Istio "waypoint proxies" are a new architectural component introduced in Istio ambient mode last year. I suggest reading the blog for more information, but at a high level, a waypoint proxy moves the traditional service mesh sidecar proxy to a remote standalone deployment. Istio ensures that all traffic going to a pod is routed through the waypoint, ensuring policies are always enforced.

Istio Waypoint deployment
Istio Waypoint deployment

In this post, I will go over how a similar architecture can be achieved with standard Kubernetes primitives, and how this compares to using a waypoint proxy.

A basic setup.

First, our goal will be to stand up a dedicate deployment to handle HTTP functionality.

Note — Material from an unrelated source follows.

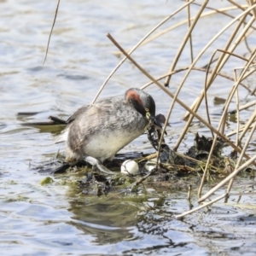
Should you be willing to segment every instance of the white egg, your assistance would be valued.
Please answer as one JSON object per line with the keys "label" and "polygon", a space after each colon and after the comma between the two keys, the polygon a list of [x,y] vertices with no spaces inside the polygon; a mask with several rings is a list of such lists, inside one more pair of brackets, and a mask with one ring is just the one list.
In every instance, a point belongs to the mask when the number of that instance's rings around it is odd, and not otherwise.
{"label": "white egg", "polygon": [[127,160],[122,163],[121,172],[124,174],[137,175],[139,173],[139,167],[135,160]]}
{"label": "white egg", "polygon": [[155,168],[156,166],[156,158],[154,158],[150,160],[148,160],[144,168],[148,171],[148,172],[151,172],[154,168]]}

In my examples I will do a canary deployment, but this could be a number of other configurations.

I am going to do this with an Istio Gateway because it makes some latter steps easier, and I like Istio.

First we just install the Istio control plane:

$ istioctl install -y --set profile=minimal

Then we can deploy a test server. This has 2 versions running, so we can test a canary rollout. Note Istio injection isn't enabled.

apiVersion: v1
kind: Namespace
metadata:
  name: server
---
apiVersion: apps/v1
kind: Deployment
metadata:
  name: echo-v1
  namespace: server
  labels:
    app: echo-versions
spec:
  selector:
    matchLabels:
      app: echo-versions
      version: v1
  template:
    metadata:
      labels:
        app: echo-versions
        version: v1
    spec:
      containers:
      - name: echo
        image: gcr.io/istio-testing/app:latest
        args:
        - --port=80
        - --port=8080
---
apiVersion: v1
kind: Service
metadata:
  name: echo-v1
  namespace: server
spec:
  selector:
    app: echo-versions
    version: v1
  ports:
  - name: http
    port: 80
  - name: http-alt
    port: 8080
---
apiVersion: apps/v1
kind: Deployment
metadata:
  name: echo-v2
  namespace: server
  labels:
    app: echo-versions
spec:
  selector:
    matchLabels:
      app: echo-versions
      version: v2
  template:
    metadata:
      labels:
        app: echo-versions
        version: v2
    spec:
      containers:
      - name: echo
        image: gcr.io/istio-testing/app:latest
        args:
        - --port=80
        - --port=8080
---
apiVersion: v1
kind: Service
metadata:
  name: echo-v2
  namespace: server
spec:
  selector:
    app: echo-versions
    version: v2
  ports:
  - name: http
    port: 80
  - name: http-alt
    port: 8080
---
apiVersion: v1
kind: Service
metadata:
  name: echo
  namespace: server
spec:
  selector:
    app: echo-versions
  ports:
  - name: http
    port: 80
  - name: http-alt
    port: 8080

And finally a test client. This just runs a shell pod we will send requests from:

apiVersion: v1
kind: Namespace
metadata:
  name: client
---
apiVersion: apps/v1
kind: Deployment
metadata:
  name: shell
  namespace: client
spec:
  selector:
    matchLabels:
      app: shell
  template:
    metadata:
      labels:
        app: shell
    spec:
      containers:
      - name: shell
        image: howardjohn/shell
        args:
          - /bin/sleep
          - infinity

Next just make sure our setup works...

$ kubectl exec -n client deployment/shell -- curl -s echo.server
ServiceVersion=
ServicePort=80
Host=echo.server
URL=/
Method=GET
Proto=HTTP/1.1
IP=10.68.0.16
RequestHeader=Accept:*/*
RequestHeader=User-Agent:curl/8.2.1
Hostname=echo-v1-8686bf7d4-fsqt9

Our current architecture:

graph LR Client-->Echo Echo-->EchoV1 Echo-->EchoV2 Echo["Echo Service"] Client("Client") EchoV1("Echo v1") EchoV2("Echo v2")

Adding a L7 proxy

Next, we want to add some canary routing (or other HTTP functionality) to our service. To do this, we will route traffic through a gateway. Unlike common ingress usages, we won't give this an external (LoadBalancer) IP; a ClusterIP will suffice.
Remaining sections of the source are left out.